Tribunal Administratif de MELUN — Décision N° TA77-2401437

mardi 30 septembre 2025

JuridictionTribunal Administratif de MELUN
SectionTribunal Administratif de MELUN
N° DossierTA77-2401437
TypeDécision
RecoursExcès de pouvoir
Formation1ère chambre
Avocat requérantABITBOL

Résumé IA

Le Tribunal administratif de Melun a rejeté la requête de M. A..., ressortissant malien, qui contestait le refus de renouvellement de sa carte de séjour « salarié » et l’obligation de quitter le territoire français prise par le préfet de Seine-et-Marne. Le tribunal a estimé que le préfet n’avait pas commis d’erreur d’appréciation en considérant que la présence de l’intéressé constituait une menace pour l’ordre public, en raison d’une condamnation récente pour tentative d’escroquerie.
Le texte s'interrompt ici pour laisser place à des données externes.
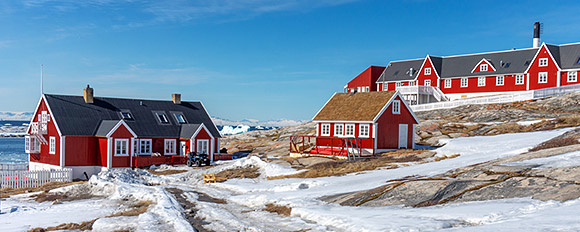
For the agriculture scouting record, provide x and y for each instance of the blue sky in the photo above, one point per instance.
(258, 59)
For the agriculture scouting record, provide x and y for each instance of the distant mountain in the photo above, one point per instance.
(15, 116)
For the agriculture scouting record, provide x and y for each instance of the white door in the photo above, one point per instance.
(403, 129)
(202, 146)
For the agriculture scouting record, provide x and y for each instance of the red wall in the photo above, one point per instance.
(534, 69)
(388, 127)
(44, 156)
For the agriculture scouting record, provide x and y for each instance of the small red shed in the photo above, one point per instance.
(362, 123)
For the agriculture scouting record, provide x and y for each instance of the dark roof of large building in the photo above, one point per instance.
(74, 117)
(505, 62)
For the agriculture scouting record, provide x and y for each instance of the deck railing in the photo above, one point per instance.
(33, 179)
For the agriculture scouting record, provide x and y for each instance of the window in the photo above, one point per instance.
(325, 130)
(396, 107)
(543, 62)
(543, 77)
(483, 68)
(145, 147)
(121, 147)
(338, 129)
(572, 76)
(180, 118)
(170, 147)
(52, 145)
(364, 130)
(463, 82)
(349, 130)
(499, 80)
(520, 79)
(162, 117)
(481, 81)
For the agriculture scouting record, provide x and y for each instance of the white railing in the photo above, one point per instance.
(33, 179)
(470, 101)
(13, 166)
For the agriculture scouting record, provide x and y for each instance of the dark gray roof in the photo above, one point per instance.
(77, 118)
(399, 70)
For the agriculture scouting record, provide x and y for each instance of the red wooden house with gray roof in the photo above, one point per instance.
(90, 134)
(361, 124)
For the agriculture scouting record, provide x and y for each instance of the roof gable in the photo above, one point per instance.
(354, 106)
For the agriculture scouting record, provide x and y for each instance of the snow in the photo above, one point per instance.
(245, 198)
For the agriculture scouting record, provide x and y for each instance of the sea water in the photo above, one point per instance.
(12, 150)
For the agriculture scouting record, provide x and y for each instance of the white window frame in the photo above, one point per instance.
(480, 81)
(325, 129)
(545, 77)
(363, 130)
(483, 68)
(52, 145)
(464, 82)
(499, 80)
(520, 79)
(169, 148)
(119, 149)
(573, 74)
(145, 146)
(396, 106)
(337, 131)
(543, 62)
(349, 130)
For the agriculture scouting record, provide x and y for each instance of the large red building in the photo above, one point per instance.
(90, 134)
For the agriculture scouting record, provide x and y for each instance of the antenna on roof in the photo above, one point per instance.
(41, 80)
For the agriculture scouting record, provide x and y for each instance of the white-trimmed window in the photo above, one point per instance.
(396, 107)
(349, 130)
(52, 145)
(121, 147)
(483, 68)
(543, 62)
(145, 146)
(572, 76)
(464, 82)
(499, 80)
(170, 147)
(338, 129)
(363, 130)
(520, 79)
(325, 129)
(481, 81)
(543, 77)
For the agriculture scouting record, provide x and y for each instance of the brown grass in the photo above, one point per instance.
(165, 172)
(279, 209)
(249, 172)
(555, 142)
(7, 192)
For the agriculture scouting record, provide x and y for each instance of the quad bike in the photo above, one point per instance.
(194, 159)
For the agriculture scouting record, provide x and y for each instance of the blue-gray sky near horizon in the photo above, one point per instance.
(259, 59)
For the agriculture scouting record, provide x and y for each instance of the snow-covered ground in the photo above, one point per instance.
(246, 197)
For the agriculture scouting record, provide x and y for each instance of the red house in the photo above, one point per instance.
(365, 81)
(90, 134)
(361, 124)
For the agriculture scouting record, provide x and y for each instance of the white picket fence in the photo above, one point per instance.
(32, 179)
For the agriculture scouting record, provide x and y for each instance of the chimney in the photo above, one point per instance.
(536, 40)
(88, 94)
(176, 98)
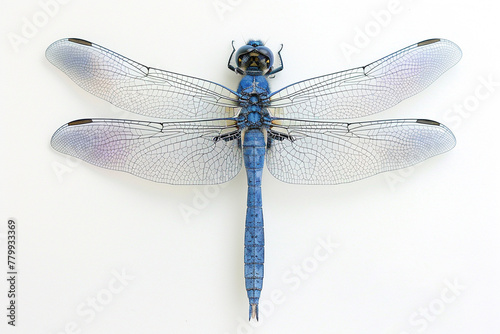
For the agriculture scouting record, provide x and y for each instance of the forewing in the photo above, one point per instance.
(314, 152)
(138, 88)
(168, 152)
(369, 89)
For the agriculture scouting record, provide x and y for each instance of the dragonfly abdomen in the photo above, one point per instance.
(254, 152)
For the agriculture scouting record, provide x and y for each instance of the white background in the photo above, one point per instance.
(402, 238)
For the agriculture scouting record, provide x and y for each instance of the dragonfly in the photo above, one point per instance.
(207, 131)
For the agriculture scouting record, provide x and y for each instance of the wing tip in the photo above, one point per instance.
(429, 41)
(80, 121)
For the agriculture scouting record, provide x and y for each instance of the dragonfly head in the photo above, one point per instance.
(254, 57)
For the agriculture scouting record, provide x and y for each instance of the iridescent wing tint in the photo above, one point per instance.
(168, 152)
(315, 152)
(138, 88)
(369, 89)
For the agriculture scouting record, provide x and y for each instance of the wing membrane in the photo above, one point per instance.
(168, 152)
(138, 88)
(369, 89)
(314, 152)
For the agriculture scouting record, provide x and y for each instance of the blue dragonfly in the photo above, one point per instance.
(208, 130)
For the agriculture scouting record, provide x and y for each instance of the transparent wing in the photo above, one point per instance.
(369, 89)
(170, 152)
(138, 88)
(314, 152)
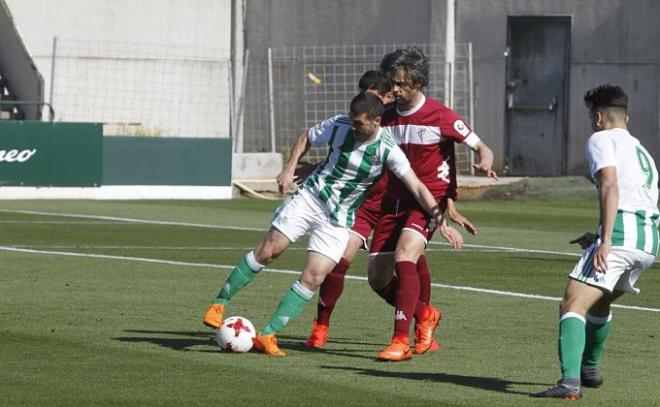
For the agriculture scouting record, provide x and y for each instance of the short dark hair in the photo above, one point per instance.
(606, 96)
(410, 60)
(367, 103)
(376, 80)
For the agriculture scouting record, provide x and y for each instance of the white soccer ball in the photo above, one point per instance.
(236, 334)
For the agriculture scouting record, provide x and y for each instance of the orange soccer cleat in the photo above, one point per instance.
(268, 344)
(318, 337)
(424, 328)
(213, 316)
(396, 351)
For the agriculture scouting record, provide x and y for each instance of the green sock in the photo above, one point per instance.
(240, 276)
(598, 328)
(289, 308)
(571, 344)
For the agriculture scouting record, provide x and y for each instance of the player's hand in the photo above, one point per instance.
(285, 181)
(457, 217)
(452, 236)
(486, 170)
(600, 257)
(303, 170)
(585, 240)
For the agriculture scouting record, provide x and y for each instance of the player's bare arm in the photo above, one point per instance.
(486, 159)
(451, 235)
(458, 218)
(285, 178)
(608, 195)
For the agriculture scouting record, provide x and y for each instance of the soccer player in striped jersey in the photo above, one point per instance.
(426, 131)
(627, 241)
(367, 216)
(324, 207)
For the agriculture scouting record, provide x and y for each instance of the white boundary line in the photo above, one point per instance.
(294, 272)
(132, 220)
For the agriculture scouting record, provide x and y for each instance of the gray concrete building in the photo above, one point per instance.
(533, 60)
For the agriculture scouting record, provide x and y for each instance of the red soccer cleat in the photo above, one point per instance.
(424, 328)
(318, 337)
(396, 351)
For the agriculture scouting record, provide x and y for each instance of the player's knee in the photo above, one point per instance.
(265, 254)
(406, 254)
(312, 280)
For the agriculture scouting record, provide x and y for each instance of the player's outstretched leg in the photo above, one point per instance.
(426, 317)
(406, 300)
(288, 309)
(242, 274)
(572, 328)
(329, 293)
(597, 331)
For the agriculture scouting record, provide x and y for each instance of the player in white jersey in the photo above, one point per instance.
(324, 207)
(626, 245)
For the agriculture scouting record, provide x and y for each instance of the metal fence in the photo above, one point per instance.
(163, 90)
(142, 89)
(293, 88)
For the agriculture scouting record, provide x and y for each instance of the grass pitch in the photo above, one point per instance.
(99, 307)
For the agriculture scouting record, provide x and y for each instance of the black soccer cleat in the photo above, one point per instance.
(561, 391)
(590, 377)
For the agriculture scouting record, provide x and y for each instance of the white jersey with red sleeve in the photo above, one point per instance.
(427, 133)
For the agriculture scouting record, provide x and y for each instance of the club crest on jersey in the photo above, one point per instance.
(461, 128)
(374, 159)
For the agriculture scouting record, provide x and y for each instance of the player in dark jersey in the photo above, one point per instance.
(367, 217)
(426, 131)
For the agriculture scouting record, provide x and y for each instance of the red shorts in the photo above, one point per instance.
(365, 221)
(393, 222)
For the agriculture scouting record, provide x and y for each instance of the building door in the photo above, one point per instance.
(538, 50)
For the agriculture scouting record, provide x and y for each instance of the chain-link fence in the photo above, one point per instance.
(312, 83)
(162, 90)
(142, 89)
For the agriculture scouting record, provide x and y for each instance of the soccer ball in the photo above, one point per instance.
(236, 334)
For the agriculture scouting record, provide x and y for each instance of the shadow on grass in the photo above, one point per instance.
(190, 340)
(484, 383)
(185, 342)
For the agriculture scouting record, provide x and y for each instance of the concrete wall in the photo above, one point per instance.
(158, 26)
(612, 41)
(17, 68)
(278, 23)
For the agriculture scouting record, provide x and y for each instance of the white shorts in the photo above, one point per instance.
(302, 214)
(624, 267)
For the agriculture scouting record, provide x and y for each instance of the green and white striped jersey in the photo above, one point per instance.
(351, 168)
(636, 223)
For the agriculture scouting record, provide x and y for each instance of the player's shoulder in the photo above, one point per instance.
(386, 138)
(611, 135)
(341, 119)
(389, 112)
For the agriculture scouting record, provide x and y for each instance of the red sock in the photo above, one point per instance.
(424, 286)
(424, 280)
(407, 296)
(388, 293)
(330, 291)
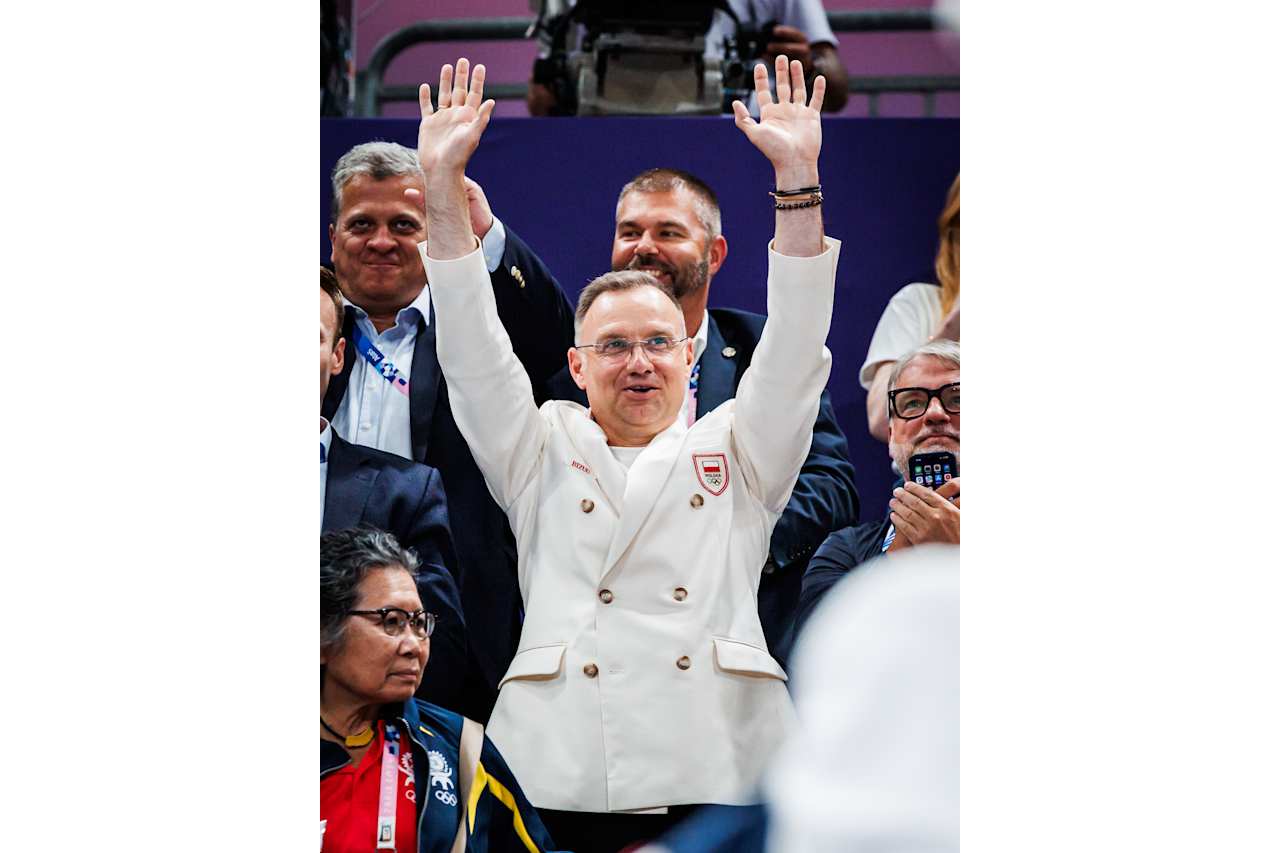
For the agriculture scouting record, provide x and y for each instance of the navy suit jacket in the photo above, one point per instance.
(842, 552)
(366, 486)
(824, 497)
(539, 320)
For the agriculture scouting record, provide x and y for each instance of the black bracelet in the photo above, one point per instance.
(798, 205)
(803, 191)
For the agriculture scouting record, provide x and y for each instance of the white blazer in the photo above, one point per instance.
(641, 679)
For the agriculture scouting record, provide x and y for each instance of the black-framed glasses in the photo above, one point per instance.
(913, 402)
(618, 349)
(394, 619)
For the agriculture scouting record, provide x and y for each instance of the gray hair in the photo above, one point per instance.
(705, 205)
(941, 350)
(622, 279)
(379, 160)
(346, 559)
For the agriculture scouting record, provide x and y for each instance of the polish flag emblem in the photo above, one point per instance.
(712, 471)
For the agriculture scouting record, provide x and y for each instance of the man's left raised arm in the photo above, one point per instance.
(778, 398)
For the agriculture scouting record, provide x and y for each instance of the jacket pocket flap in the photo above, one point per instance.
(535, 664)
(734, 656)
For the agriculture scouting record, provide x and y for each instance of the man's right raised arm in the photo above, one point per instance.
(489, 389)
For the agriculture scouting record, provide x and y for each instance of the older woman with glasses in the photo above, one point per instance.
(396, 772)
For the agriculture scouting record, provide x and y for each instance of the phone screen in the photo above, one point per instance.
(933, 469)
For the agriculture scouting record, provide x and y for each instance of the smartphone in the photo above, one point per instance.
(933, 469)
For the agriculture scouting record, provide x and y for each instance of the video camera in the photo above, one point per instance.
(644, 58)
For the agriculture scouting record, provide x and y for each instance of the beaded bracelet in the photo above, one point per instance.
(796, 205)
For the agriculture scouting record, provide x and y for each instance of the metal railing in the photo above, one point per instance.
(371, 92)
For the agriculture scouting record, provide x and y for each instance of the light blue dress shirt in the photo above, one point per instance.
(325, 442)
(373, 413)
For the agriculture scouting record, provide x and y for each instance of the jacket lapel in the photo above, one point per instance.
(347, 488)
(338, 384)
(644, 482)
(437, 819)
(716, 372)
(424, 384)
(593, 450)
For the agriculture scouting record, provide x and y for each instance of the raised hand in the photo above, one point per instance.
(789, 132)
(449, 133)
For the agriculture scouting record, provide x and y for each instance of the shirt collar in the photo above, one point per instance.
(325, 437)
(700, 338)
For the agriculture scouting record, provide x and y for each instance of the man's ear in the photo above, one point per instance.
(339, 354)
(716, 259)
(577, 368)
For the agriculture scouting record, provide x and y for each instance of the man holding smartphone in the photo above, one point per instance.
(924, 441)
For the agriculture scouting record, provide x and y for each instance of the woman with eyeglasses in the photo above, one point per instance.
(396, 772)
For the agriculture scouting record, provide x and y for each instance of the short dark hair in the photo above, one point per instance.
(622, 279)
(346, 559)
(379, 160)
(664, 179)
(329, 284)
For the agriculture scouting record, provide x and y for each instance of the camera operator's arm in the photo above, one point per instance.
(817, 58)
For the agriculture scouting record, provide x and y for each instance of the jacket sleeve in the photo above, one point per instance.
(534, 310)
(778, 397)
(824, 497)
(428, 533)
(489, 391)
(499, 816)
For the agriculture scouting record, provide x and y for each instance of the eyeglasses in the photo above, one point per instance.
(618, 349)
(393, 620)
(913, 402)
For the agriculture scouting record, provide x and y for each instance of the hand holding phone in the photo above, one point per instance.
(932, 470)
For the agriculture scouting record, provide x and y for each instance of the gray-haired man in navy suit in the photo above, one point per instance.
(365, 486)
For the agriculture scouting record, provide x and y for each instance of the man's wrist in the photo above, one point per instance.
(794, 177)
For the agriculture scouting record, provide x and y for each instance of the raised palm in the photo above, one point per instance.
(449, 133)
(789, 131)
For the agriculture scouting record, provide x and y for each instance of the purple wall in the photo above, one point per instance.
(554, 183)
(872, 54)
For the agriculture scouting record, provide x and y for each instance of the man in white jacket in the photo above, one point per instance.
(641, 682)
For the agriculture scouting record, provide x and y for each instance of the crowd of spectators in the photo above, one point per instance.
(538, 568)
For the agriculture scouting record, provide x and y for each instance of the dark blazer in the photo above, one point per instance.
(842, 552)
(824, 497)
(366, 486)
(539, 320)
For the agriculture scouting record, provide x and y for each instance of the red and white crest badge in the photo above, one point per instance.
(712, 471)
Il a également jugé que la décision ne portait pas une atteinte disproportionnée à sa vie privée et familiale au sens de l’article 8 de la Convention européenne des droits de l’homme. La requête a été rejetée dans son ensemble, sur le fondement des articles L. 432-1 du code de l’entrée et du séjour des étrangers et du droit d’asile et 8 de la Convention européenne.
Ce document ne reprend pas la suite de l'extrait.